La lente promenade d’Aram lui fit faire trois fois le tour de la salle avant qu’il s’arrête au pied de l’escalier pour contempler le tonneau d’épées disparates. Puis il allongea le bras et en extirpa une de la masse, la soupesant avec maladresse. La poignée garnie de cuir était assez longue pour qu’il y place les deux mains. « Puis-je me servir de celle-ci ? » demanda-t-il.
Perrin faillit s’étrangler.
Alanna apparut en haut de l’escalier, avec lia ; la Tuatha’ane avait l’air épuisée, mais la meurtrissure avait disparu de son visage. « … Le meilleur remède est le sommeil, disait l’Aes Sedai. C’est le choc subi par son esprit qui l’ébranlé le plus, et cela je ne peux pas le Guérir. »

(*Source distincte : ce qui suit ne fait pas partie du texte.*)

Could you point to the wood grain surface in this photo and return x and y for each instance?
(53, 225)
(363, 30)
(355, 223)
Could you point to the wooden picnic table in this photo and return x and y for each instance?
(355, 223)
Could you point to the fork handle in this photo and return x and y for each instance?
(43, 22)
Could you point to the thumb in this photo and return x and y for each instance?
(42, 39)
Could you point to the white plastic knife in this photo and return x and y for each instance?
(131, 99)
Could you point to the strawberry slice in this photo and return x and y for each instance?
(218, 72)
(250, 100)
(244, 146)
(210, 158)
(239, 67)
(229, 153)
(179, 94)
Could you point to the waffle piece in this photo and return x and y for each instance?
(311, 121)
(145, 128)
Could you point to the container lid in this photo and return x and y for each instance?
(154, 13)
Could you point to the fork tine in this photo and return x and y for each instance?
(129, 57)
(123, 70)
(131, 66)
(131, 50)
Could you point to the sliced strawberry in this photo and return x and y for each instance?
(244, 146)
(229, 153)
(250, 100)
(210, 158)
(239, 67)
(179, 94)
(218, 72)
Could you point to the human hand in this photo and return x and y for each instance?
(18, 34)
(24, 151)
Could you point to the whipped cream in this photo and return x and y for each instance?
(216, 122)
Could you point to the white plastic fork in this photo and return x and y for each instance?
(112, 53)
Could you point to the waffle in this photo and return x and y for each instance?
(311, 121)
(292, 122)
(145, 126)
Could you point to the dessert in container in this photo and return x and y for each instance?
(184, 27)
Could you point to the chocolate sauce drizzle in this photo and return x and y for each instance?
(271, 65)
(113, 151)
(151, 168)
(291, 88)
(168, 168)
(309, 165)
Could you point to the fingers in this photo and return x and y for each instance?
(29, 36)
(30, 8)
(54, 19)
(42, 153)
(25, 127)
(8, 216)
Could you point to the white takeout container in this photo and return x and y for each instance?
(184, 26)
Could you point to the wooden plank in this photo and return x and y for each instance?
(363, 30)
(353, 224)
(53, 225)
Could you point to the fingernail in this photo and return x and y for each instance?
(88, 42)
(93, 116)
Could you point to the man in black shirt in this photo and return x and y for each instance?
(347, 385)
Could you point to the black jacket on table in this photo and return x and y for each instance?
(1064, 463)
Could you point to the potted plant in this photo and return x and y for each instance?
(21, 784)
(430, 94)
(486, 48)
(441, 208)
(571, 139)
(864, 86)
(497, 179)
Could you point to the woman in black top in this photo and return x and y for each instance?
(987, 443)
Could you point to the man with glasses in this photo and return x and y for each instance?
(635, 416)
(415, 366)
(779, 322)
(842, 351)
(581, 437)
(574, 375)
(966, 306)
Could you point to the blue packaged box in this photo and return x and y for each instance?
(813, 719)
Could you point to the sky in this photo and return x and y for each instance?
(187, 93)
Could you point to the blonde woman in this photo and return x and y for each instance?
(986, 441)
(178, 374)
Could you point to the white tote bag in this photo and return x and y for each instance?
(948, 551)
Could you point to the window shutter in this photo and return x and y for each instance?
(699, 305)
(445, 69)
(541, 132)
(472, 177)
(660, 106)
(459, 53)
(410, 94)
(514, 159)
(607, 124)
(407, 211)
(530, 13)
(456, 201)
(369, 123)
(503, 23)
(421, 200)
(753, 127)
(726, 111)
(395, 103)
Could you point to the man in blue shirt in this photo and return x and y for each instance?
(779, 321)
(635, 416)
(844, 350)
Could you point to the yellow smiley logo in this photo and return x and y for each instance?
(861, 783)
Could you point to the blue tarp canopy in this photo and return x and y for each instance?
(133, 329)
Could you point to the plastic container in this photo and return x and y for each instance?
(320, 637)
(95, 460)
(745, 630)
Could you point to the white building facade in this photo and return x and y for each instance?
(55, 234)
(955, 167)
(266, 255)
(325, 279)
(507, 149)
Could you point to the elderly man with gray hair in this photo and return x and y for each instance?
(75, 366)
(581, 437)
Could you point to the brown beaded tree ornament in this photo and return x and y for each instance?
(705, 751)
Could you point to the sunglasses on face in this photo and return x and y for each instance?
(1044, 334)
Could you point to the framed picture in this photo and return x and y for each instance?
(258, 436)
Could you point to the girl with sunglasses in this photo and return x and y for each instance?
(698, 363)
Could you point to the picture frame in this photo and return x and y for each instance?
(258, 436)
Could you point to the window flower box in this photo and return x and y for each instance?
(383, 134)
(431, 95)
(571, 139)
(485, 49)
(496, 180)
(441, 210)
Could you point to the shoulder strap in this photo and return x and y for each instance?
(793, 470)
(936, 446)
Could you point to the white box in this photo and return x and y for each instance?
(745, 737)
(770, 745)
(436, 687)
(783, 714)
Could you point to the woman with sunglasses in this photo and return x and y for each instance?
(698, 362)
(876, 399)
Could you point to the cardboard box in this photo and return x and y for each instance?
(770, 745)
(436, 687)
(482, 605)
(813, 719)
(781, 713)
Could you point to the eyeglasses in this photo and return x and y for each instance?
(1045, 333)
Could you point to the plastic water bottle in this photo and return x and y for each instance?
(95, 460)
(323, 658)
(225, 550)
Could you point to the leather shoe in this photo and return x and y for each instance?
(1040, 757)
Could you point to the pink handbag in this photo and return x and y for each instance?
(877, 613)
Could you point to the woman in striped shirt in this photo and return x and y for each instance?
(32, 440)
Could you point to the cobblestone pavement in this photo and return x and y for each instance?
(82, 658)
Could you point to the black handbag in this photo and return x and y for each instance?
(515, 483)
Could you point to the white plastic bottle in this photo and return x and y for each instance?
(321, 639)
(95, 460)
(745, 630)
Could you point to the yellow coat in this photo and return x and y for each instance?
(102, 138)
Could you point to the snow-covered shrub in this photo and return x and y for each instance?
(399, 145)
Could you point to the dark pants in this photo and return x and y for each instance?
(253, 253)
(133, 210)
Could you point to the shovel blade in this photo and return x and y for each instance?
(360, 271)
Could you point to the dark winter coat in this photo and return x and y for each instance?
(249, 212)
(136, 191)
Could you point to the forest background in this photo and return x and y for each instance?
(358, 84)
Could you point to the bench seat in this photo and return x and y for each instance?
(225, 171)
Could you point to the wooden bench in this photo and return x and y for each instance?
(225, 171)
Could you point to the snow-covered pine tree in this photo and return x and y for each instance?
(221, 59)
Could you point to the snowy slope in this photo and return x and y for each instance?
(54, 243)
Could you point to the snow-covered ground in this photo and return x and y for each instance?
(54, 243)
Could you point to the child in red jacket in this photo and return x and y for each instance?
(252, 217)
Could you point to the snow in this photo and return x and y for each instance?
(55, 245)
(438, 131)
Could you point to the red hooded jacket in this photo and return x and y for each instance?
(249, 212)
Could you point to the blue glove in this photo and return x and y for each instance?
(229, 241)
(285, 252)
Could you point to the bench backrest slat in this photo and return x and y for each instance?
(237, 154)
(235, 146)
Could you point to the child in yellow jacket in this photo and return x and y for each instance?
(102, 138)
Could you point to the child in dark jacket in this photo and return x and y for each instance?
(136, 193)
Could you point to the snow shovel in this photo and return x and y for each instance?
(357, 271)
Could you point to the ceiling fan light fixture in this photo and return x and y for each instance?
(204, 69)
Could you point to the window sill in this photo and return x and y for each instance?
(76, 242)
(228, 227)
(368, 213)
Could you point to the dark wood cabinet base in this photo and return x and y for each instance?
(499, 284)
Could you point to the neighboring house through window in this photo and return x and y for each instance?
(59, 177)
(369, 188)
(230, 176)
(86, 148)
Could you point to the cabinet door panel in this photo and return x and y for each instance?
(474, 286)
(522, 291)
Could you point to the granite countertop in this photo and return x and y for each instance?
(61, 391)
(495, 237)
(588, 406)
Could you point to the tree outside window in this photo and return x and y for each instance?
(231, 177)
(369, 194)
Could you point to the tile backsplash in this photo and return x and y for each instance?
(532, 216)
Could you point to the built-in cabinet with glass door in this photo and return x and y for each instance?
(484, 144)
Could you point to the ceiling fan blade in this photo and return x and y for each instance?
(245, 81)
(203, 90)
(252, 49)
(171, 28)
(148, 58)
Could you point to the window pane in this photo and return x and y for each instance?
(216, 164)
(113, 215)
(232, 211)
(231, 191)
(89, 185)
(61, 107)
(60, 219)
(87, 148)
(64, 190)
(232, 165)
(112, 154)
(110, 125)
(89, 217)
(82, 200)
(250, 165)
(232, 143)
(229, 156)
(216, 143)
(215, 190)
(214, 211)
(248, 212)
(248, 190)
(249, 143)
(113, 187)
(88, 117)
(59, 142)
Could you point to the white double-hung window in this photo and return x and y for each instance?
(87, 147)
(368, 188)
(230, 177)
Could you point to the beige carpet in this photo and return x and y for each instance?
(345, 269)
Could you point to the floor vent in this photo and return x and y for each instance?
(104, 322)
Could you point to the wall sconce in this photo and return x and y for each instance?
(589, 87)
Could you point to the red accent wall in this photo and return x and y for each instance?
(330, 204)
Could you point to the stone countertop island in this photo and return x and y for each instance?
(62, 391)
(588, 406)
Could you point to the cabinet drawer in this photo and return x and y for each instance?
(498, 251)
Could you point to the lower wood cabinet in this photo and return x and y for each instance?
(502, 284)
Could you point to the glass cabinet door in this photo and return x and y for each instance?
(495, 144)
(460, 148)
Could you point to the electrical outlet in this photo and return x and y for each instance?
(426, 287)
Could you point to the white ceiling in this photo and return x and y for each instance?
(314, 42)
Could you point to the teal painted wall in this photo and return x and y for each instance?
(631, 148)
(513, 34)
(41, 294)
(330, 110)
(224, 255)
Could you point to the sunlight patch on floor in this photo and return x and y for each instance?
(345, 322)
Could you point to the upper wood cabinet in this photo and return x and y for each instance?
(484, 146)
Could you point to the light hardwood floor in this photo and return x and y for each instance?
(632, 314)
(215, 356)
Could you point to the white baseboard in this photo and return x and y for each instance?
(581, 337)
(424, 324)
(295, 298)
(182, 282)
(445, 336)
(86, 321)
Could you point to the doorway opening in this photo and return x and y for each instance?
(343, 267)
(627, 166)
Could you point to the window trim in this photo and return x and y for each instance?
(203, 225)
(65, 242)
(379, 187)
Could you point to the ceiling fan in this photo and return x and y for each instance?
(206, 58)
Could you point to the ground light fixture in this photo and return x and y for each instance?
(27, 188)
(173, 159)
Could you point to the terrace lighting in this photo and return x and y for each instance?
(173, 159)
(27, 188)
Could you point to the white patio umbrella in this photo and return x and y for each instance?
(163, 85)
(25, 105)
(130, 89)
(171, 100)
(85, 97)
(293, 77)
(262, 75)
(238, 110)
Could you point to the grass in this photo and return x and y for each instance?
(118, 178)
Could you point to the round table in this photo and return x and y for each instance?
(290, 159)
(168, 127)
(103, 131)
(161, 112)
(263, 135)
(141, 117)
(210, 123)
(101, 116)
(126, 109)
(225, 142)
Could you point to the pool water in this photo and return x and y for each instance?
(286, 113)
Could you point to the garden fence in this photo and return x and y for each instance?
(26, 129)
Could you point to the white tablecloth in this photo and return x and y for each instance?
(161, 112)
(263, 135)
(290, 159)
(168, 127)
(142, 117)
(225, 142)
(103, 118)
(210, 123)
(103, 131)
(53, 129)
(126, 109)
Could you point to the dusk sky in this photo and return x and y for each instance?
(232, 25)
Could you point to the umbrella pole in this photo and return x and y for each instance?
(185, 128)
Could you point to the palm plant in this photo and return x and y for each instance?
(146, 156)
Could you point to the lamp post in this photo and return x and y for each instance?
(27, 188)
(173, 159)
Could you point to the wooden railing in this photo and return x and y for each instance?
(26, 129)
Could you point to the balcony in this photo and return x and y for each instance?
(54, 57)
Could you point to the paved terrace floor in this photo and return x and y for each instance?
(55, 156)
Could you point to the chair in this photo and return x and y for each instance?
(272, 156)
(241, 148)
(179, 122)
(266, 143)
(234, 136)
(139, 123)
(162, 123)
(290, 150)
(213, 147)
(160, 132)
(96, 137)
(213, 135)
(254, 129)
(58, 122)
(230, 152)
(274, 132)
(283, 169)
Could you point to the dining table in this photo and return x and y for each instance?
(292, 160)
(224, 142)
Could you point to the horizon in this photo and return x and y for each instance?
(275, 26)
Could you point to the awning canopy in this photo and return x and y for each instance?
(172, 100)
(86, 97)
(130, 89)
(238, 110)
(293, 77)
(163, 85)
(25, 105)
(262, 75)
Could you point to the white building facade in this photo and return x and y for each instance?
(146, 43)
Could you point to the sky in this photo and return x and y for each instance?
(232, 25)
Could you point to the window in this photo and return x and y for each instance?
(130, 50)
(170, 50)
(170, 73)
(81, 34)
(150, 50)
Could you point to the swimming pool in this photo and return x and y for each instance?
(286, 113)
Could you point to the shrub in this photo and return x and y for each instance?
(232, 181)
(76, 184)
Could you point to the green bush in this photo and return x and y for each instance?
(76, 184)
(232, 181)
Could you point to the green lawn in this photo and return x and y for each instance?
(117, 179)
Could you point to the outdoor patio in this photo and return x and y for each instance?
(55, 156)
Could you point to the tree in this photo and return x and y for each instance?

Le regard d’Ila tomba sur son petit-fils, sur ce qu’il tenait, et elle hurla comme si cette lame avait pénétré dans sa chair. « Non, Aram ! Nooooon ! » Elle manqua de peu tomber dans sa hâte à descendre l’escalier et se jeta sur Aram pour tenter de lui arracher l’épée des mains. « Non, Aram, dit-elle d’un ton haletant. Tu ne dois pas. Pose-la. La Voie de la Feuille. Tu ne dois pas ! La Voie de la Feuille ! Je t’en prie, Aram ! Je t’en prie ! »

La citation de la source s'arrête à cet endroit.